本発明は、細胞活性測定方法及び装置に関するものであり、より詳細には、例えば、抗がん剤感受性などの細胞の薬剤感受性を試験するのに用いることのできる、インピーダンス測定を利用した細胞活性測定方法及び装置に関するものである。
従来、生体由来の細胞を培養して、特定の条件における細胞の応答などから、生体内の現象の研究や、細胞に対する特定の薬剤の効果などを調べることが広く行われている。
例えば、従来、がん細胞を培養して抗がん剤に対する感受性を試験する抗がん剤感受性試験が行われている。即ち、がんの治療薬として抗がん剤が使用されているが、現状では、殆どの場合、投与される抗がん剤の種類や量、又はその投与時間などの決定は、学術的な一般見解と担当医の経験によるところが大きい。しかし、抗がん剤の効果は個人差により大きく違うことがあり、一般的に使用されている抗がん剤が、特定の患者において効かない場合も多い。
そこで、高度先進医療として、患者に抗がん剤を投与する前に「抗がん剤感受性試験」を行うケースがある。患者から摘出したがん細胞を培養しながら、様々な抗がん剤と反応させ、より効く抗がん剤を選択しようと考えられた方法である。
従来の一般的な抗がん剤感受性試験方法としては、SDI(Succinic Dehydrogenase Inhibition:コハク酸脱水素酵素活性)法、HDRA(Histoculture Drug Response Assay:固形がん組織培養薬剤感受性試験)法、CD−DST(Collagen Gel Droplet Embedded Culture Drug Sensitivity Test:コラーゲンゲル包埋培養薬剤感受性試験)法などがある(例えば、特許文献1)。これらの抗がん剤感受性試験では、がん細胞(がん組織)と抗がん剤との反応を、エンドポイント(薬と細胞の反応後)で評価している。即ち、抗がん剤とがん細胞とを決められた時間反応させ、その間に死んだ細胞の割合で薬の効きを評価している。

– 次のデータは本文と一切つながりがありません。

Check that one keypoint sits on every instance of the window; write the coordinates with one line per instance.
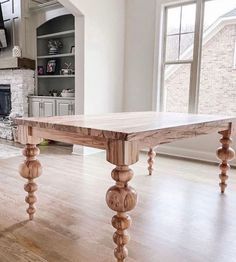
(198, 54)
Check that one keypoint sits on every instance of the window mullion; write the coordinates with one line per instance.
(197, 53)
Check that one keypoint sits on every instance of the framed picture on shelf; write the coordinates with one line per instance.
(40, 70)
(51, 67)
(72, 50)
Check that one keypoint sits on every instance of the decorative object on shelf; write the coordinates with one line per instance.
(40, 70)
(68, 93)
(51, 67)
(53, 92)
(72, 50)
(16, 51)
(53, 46)
(67, 70)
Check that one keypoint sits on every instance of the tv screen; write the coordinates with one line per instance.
(3, 39)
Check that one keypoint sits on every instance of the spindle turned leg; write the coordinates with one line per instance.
(151, 160)
(30, 169)
(225, 153)
(121, 197)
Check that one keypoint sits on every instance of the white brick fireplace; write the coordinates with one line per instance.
(21, 83)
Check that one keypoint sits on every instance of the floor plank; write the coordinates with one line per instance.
(180, 214)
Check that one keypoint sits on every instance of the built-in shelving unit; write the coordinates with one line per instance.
(56, 76)
(55, 56)
(59, 28)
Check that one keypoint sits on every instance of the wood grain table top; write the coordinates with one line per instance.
(122, 125)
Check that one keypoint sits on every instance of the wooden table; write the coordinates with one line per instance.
(122, 135)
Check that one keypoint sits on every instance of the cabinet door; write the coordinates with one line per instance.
(48, 107)
(34, 107)
(72, 108)
(63, 107)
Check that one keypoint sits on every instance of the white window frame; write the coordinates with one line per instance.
(195, 63)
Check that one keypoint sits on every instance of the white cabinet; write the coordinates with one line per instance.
(41, 107)
(34, 107)
(50, 106)
(65, 107)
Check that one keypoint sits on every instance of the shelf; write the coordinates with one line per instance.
(55, 56)
(59, 34)
(56, 76)
(17, 63)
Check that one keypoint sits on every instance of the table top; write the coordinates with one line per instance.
(121, 125)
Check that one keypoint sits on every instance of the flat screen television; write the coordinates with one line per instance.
(3, 38)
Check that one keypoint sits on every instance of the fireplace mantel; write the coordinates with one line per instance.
(17, 63)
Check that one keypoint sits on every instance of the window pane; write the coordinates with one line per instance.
(218, 76)
(172, 48)
(177, 78)
(186, 46)
(188, 18)
(173, 20)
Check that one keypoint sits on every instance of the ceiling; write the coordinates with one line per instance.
(41, 1)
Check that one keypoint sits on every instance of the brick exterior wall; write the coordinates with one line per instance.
(218, 78)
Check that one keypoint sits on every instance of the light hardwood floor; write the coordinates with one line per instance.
(180, 216)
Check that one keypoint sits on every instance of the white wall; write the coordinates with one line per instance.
(139, 61)
(141, 75)
(104, 31)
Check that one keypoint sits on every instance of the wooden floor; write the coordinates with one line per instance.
(180, 217)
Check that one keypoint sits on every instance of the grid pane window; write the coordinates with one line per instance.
(180, 32)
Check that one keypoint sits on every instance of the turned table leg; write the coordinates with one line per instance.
(121, 197)
(151, 160)
(30, 169)
(225, 153)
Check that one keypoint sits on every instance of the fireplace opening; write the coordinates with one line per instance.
(5, 101)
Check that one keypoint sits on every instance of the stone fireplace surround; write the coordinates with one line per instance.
(21, 83)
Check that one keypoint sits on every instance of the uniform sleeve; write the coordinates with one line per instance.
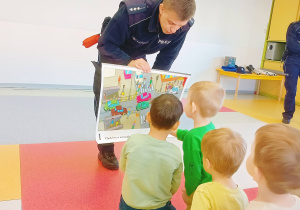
(167, 55)
(181, 134)
(193, 174)
(177, 178)
(201, 201)
(123, 158)
(293, 37)
(115, 34)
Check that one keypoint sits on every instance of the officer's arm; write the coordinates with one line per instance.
(116, 33)
(167, 55)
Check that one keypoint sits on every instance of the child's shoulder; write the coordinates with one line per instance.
(207, 186)
(259, 205)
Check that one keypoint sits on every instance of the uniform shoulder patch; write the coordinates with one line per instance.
(191, 22)
(135, 6)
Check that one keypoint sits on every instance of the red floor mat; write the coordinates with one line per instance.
(69, 176)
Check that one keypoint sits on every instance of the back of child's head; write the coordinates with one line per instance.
(165, 111)
(225, 149)
(277, 156)
(208, 97)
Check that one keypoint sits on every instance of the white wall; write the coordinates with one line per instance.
(41, 41)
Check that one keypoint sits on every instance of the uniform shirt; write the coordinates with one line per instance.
(293, 37)
(194, 172)
(216, 196)
(292, 41)
(153, 170)
(258, 205)
(134, 31)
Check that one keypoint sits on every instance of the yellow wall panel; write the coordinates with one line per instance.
(284, 12)
(10, 184)
(273, 65)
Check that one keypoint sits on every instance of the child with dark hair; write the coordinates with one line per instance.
(153, 166)
(204, 101)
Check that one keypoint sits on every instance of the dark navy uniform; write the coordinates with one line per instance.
(291, 67)
(132, 33)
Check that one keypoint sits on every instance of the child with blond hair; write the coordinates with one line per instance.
(204, 101)
(223, 152)
(153, 167)
(274, 163)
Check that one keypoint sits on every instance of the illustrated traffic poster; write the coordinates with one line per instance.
(125, 99)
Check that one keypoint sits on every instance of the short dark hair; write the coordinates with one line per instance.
(165, 111)
(185, 9)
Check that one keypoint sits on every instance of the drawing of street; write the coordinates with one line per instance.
(126, 97)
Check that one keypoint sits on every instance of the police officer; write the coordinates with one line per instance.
(141, 27)
(291, 67)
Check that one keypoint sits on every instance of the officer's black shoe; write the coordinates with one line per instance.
(286, 120)
(108, 160)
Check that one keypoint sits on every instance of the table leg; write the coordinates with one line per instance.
(258, 86)
(282, 82)
(218, 77)
(237, 87)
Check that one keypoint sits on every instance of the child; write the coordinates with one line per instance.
(204, 101)
(223, 152)
(274, 163)
(153, 166)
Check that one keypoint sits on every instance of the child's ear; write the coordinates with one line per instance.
(257, 175)
(175, 126)
(148, 117)
(208, 164)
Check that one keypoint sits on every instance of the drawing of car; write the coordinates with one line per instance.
(143, 97)
(118, 110)
(174, 90)
(111, 104)
(142, 105)
(127, 74)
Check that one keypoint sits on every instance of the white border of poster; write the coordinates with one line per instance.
(125, 96)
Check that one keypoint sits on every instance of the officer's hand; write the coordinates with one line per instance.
(140, 64)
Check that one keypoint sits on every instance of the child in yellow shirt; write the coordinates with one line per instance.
(223, 152)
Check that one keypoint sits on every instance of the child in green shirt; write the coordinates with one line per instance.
(153, 167)
(204, 101)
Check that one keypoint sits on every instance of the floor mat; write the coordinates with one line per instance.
(69, 176)
(10, 185)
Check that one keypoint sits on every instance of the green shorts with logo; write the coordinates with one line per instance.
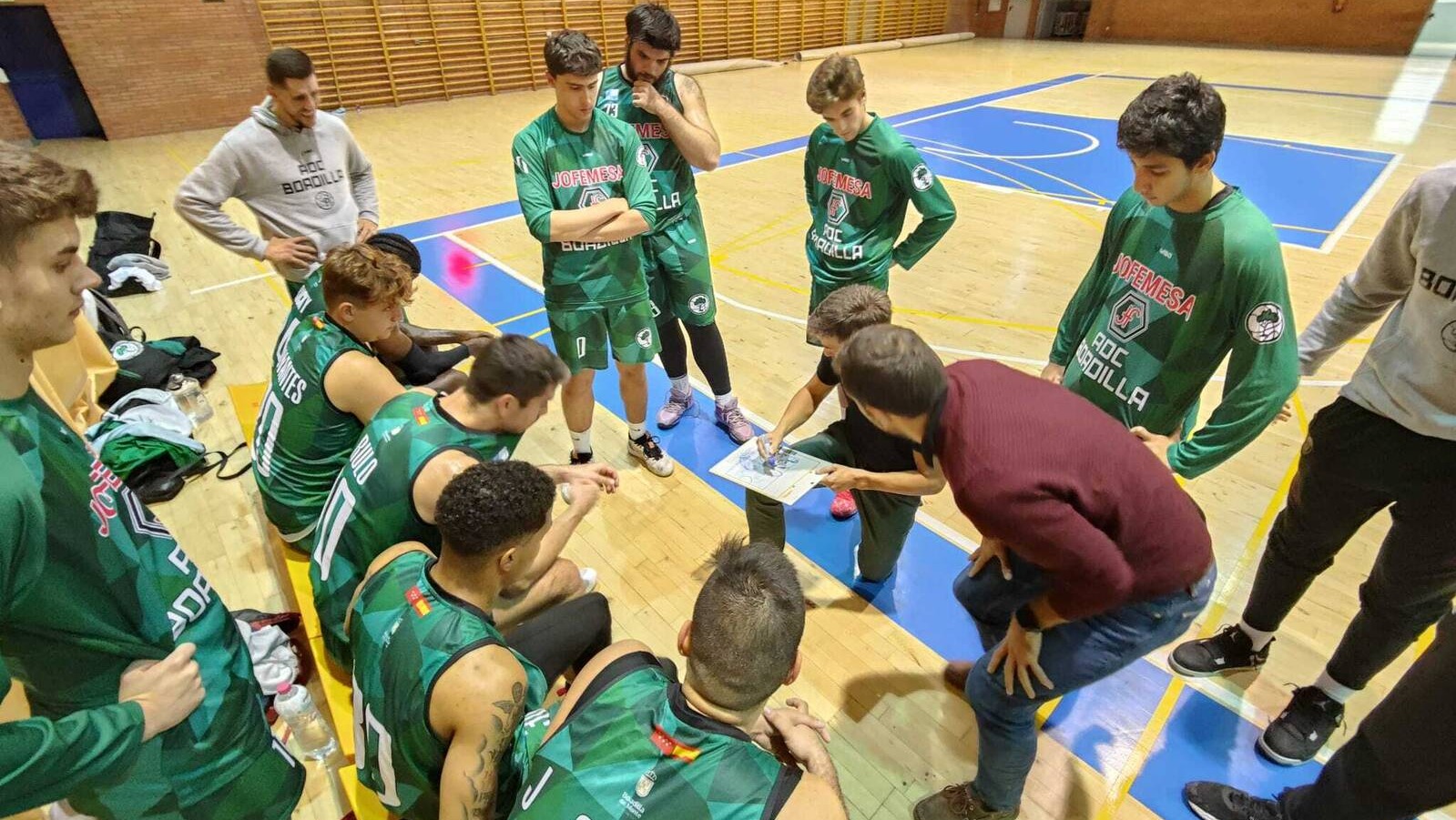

一方、従来、インピーダンス測定に基づいて細胞の増殖などの細胞の活性を測定する方法がある(特許文献2)。
斯かるインピーダンス測定に基づく細胞活性測定方法によれば、簡便に細胞の活性を測定することができ、がん細胞の抗がん剤感受性試験などの細胞の薬剤感受性試験への応用が期待できる。
特開2003−9853号公報 特開2005−80522号公報
ところで、インピーダンス測定に基づいて細胞の増殖や形態変化を数値として計測するシステムでは、細胞が電極上を覆う変化をインピーダンスとして検出している。
しかしながら、細胞が増殖する場合も、細胞が広がるだけの形態変化の場合も、どちらもインピーダンスの変化が起こり、両者の違いを見極めることが難しい。
そのため、例えば、特定の薬剤について細胞の活性を抑制する効果の有無や、当該薬剤の効き方を評価するにあたり、細胞が増殖したのか、減少したのか、広がったのか、丸くなったのかなどの、より詳細なデータが得られるシステムが望まれる。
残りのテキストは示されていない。